Fishing Saturday for bass/ cats - had both setup ups ready .. Found some grass beds and next thing I knew grass carp everywhere. .. Is it legal to bow fish on Houston ?


----------



## Fishin' Soldier

calphil said:


> Fishing Saturday for bass/ cats - had both setup ups ready .. Found some grass beds and next thing I knew grass carp everywhere. .. Is it legal to bow fish on Houston ?


I dont believe it is. I could be wrong tho.


----------



## 3CK

calphil said:


> Fishing Saturday for bass/ cats - had both setup ups ready .. Found some grass beds and next thing I knew grass carp everywhere. .. Is it legal to bow fish on Houston ?


It is not buddy. City of Houston Annexed it as a park. Park rules state you cannot practice archery....

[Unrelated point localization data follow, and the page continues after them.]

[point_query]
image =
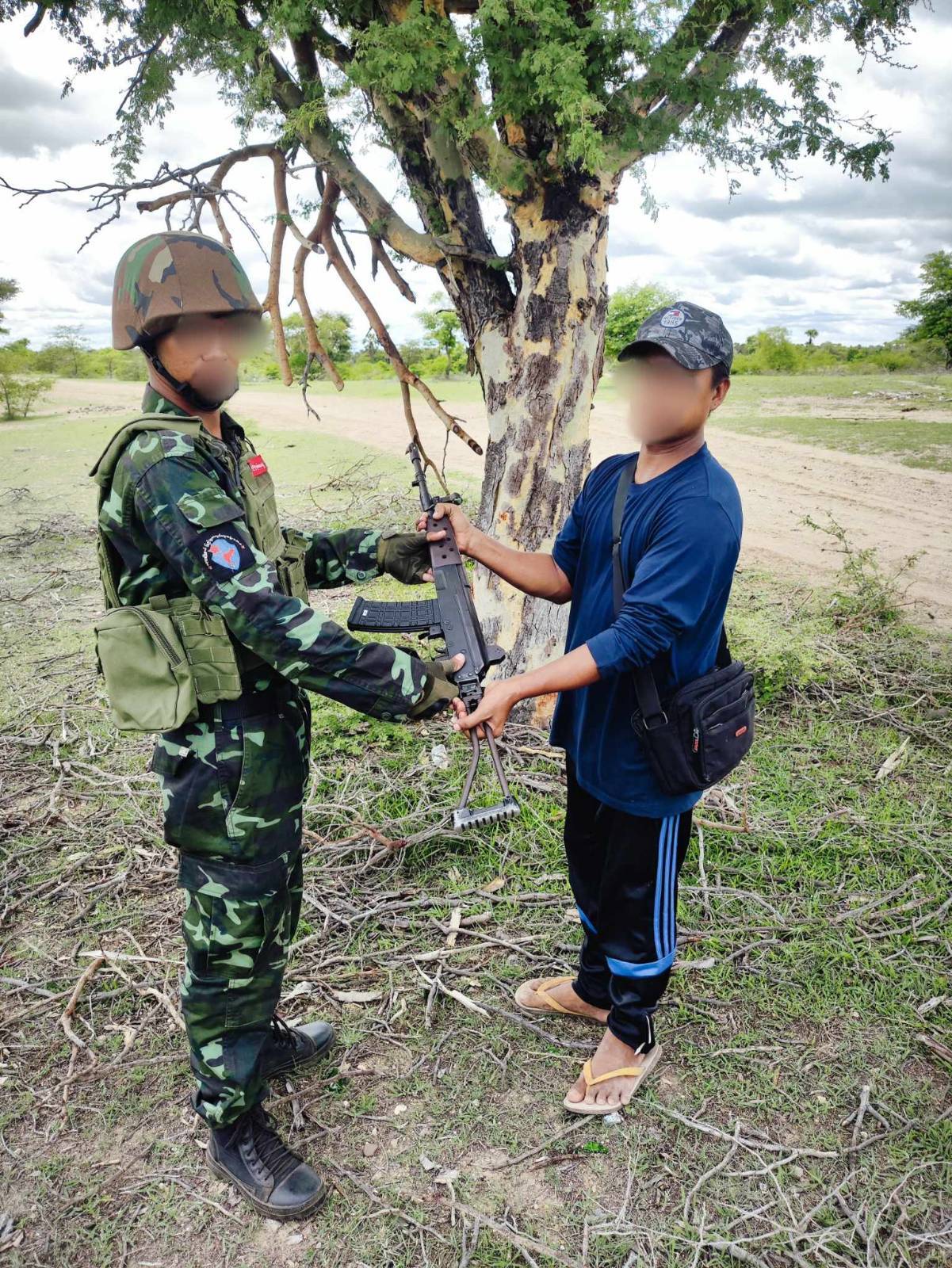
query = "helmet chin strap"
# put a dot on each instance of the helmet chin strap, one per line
(196, 399)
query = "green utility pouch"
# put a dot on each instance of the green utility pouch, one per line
(146, 670)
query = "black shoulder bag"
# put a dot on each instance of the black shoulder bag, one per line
(698, 733)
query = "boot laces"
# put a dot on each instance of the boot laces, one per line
(272, 1151)
(281, 1033)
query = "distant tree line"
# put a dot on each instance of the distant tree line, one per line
(27, 373)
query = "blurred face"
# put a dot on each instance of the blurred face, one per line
(205, 350)
(666, 401)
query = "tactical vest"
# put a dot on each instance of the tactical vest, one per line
(216, 659)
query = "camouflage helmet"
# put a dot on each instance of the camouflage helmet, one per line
(166, 276)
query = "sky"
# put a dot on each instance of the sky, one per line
(822, 251)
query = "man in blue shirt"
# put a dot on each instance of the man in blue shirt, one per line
(625, 838)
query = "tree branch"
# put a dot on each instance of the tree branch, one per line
(662, 111)
(400, 367)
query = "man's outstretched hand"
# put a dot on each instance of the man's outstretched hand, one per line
(404, 556)
(492, 710)
(461, 528)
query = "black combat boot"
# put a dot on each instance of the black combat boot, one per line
(289, 1049)
(253, 1157)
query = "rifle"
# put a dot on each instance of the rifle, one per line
(453, 618)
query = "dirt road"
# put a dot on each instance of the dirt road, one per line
(899, 510)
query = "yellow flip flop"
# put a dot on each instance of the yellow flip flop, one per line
(537, 999)
(638, 1073)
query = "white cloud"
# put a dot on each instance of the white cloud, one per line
(822, 251)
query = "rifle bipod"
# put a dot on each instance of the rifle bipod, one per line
(465, 817)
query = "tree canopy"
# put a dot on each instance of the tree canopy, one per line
(933, 307)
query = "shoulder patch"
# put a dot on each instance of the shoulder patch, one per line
(224, 553)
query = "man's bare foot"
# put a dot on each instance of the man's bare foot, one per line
(544, 995)
(611, 1054)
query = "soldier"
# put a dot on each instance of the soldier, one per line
(189, 536)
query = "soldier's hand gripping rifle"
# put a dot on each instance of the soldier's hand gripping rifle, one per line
(450, 617)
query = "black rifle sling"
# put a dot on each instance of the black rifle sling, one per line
(645, 685)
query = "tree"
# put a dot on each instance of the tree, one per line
(935, 304)
(442, 327)
(768, 350)
(63, 353)
(8, 291)
(544, 105)
(19, 387)
(628, 308)
(332, 330)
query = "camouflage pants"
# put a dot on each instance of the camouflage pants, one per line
(232, 792)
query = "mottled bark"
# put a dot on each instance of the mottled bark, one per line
(541, 368)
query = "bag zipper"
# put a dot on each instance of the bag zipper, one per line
(155, 631)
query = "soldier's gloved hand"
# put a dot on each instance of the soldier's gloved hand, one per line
(404, 556)
(440, 688)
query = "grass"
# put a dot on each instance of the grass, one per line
(801, 1113)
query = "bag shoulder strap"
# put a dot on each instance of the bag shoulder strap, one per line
(645, 685)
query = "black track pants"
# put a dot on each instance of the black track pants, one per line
(624, 873)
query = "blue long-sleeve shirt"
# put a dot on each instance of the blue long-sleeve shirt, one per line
(679, 544)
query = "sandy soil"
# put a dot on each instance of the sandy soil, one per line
(882, 504)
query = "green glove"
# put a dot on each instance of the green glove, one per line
(440, 689)
(404, 556)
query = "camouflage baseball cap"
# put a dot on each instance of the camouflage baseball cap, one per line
(166, 276)
(695, 336)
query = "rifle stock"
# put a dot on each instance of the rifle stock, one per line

There was a movement awhile back to get it legalized but not sure what happened to it.


----------



## calphil

City of Houston needs to get there chit together ... Also jumped in the 3-500 range worth of woodies/mallards/gray/and teal


----------



## calphil

Guess I'll call the local warden to find out the details ... Aren't carp considered an invasive species ?


----------



## 3CK

calphil said:


> Guess I'll call the local warden to find out the details ... Aren't carp considered an invasive species ?


YEP!!!
Getting rid of them improves the water for all other species.
Something some people dont understand!


----------



## calphil

Anyone know about the petition/movement that was happening in the past ever took into any affect


----------



## texas two guns

common carp are now considered "naturalized". 
The asians are still invasive, big heads and silvers, but there shouldn't
be any down there YET.


----------



## nick220722

No bowfishing in lake houston


----------



## RAMROD1

I wonder if you could get away with using one of those slingshot?


Sent from my iPhone using Tapatalk


----------



## P

The crazy chit I have seen on lake Houston about dark 30 they don't need no more weapons


----------



## fin&feather

Tilapia are ruining the spawning beds, wish you could bow fish.. That shallow cut that runs under Wlh near YMCA is loaded..


----------